After many months, and much persistence, dealing with the disappointment of cancelled flights and the uncertainty of COVID, we’d managed to return to England. After spending five special weeks with family and friends we were finally at the entrance to the Channel Tunnel beside the sign welcoming us to ‘le shuttle’. Even then, we were unsure that French immigration, which you pass through in England, would permit us entry to France; us, in our French registered car, with British passports and American Vaccination cards. Despite having completed all the forms for our vaccinations to be recognized by the French ‘Pass Sanitaire’ (required to enter all restaurants and many buildings in France) we hadn’t yet received the necessary paperwork back. So it was with considerable trepidation I handed over our documents to the Border Control officer. Like most of his breed he didn’t speak. With a thumping heart I watched nervously as he scowled at our passports, brandishing his stamp to thump it down on an open page before glancing at our vaccine cards and passing it all back to me and then wave us on. We breathed a sigh of relief, had they really let us in, might we really be able to return to our fairy-tale village of Lourmarin?
As we followed the line of obedient looking traffic driving onto ‘Le Shuttle’, we half expected that someone might stop us, it didn’t seem possible that we really were finally headed to France.
Barely forty minutes later we were disembarking and following the signs for the A26 autoroute, we were heading south.
Within a few hours we were walking the ramparts of the fortified little town of Langres, a convenient halfway point, just north of Dijon, where we’d booked to spend the night.
Chosen purely for its location, I cannot take any credit for knowing Langres would be so charming.
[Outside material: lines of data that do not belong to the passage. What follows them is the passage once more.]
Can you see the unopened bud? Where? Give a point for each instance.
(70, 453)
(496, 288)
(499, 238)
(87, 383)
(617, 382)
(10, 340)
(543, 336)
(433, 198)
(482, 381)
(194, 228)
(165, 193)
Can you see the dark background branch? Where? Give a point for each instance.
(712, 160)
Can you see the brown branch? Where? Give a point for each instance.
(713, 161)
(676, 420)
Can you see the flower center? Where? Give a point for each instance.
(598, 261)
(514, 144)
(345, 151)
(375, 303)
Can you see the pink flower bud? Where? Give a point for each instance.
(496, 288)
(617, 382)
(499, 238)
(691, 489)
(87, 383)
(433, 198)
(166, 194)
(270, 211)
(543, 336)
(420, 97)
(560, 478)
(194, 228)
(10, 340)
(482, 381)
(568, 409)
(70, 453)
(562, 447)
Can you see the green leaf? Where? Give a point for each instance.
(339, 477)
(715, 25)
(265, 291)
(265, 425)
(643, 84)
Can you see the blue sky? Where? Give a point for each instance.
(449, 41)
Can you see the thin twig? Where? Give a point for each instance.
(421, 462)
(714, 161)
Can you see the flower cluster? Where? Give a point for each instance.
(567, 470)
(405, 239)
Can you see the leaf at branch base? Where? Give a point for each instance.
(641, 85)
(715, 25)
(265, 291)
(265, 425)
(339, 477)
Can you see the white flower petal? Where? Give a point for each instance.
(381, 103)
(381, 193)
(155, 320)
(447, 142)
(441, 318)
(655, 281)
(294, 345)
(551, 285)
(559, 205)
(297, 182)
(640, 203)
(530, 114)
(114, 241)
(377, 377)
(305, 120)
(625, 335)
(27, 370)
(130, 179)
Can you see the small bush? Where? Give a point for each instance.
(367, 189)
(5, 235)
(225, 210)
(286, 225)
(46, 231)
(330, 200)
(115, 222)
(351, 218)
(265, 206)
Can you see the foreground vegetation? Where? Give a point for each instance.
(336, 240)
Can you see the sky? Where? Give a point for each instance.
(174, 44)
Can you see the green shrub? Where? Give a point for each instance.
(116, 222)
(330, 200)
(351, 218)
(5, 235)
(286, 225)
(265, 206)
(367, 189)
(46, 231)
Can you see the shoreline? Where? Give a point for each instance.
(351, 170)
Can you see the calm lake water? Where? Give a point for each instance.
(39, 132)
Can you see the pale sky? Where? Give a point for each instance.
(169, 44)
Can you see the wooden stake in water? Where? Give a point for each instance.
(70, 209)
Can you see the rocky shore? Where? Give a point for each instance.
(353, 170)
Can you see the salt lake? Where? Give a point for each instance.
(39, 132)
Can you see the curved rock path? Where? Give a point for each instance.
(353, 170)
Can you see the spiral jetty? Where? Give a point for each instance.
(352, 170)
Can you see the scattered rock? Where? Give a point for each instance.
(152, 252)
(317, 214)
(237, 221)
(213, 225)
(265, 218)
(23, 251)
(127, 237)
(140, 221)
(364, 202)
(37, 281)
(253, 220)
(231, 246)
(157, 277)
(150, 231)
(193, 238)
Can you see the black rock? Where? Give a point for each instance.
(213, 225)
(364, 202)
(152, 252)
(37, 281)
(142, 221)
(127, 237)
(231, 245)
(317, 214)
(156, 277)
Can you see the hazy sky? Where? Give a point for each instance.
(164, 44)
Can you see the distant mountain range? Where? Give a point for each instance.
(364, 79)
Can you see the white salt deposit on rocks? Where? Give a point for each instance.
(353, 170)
As much of a francophile as I am, not all french towns are this appealing. It felt like the powers of internet searching had deliberately directed me here to welcome us back France, selecting this delightful little town with its pale, shuttered buildings, steeped in history and a beautiful, 12th century cathedral; Cathédrale Saint-Mammès de Langres.
Most fascinating of all, we discovered Langres was the birth place of the 18th century French philosopher, Denis Diderot, the co-founder of the encyclopedia!
Diderot smiled down on us as we sat and sipped an apéro before dinner. Surrounded by the lilting sounds of French voices we allowed ourselves to become immersed once more in the ambience of France, still scarcely believing we were really there.
And then the following day, 350 miles further south, when I next looked though my camera lens, my vision a little blurry, it was to capture the storybook village we’d waited so long to return to. Lourmarin, basking in the late afternoon Provençal patiently waiting for us, unchanged and enchanting as ever.
After we’d dispersed all of our luggage in our little house, Maison des Cerises, we strolled down our sun-kissed street, Rue du Grand Pré.
Lourmarin was bustling, village life seemed to have resumed its normal dance as if nothing had ever happened.
We sat down outside Café Gaby, one of our favorite spots in the village Marc, its owner greeted us like long lost friends; “ça va?” he beamed at us, “Oui” we nodded “et tu?”
And as we sat and watched the world go by everything was just as we remembered, just as it should be.
We returned back up our street and as various shop owners nodded and smiled in recognition, it felt like we belonged.
A little later, we watched the evening shadows settle on the buildings opposite our terrace, listening as the church bells told us the time.
And later still, having nibbled pizza in the village, we wandered the streets amidst the twinkling lights and sound of laughing voices.
We were back, back in Lourmarin, the beguiling little corner of the Luberon in Provence we call home, for part of the year at least, and we couldn’t be happier.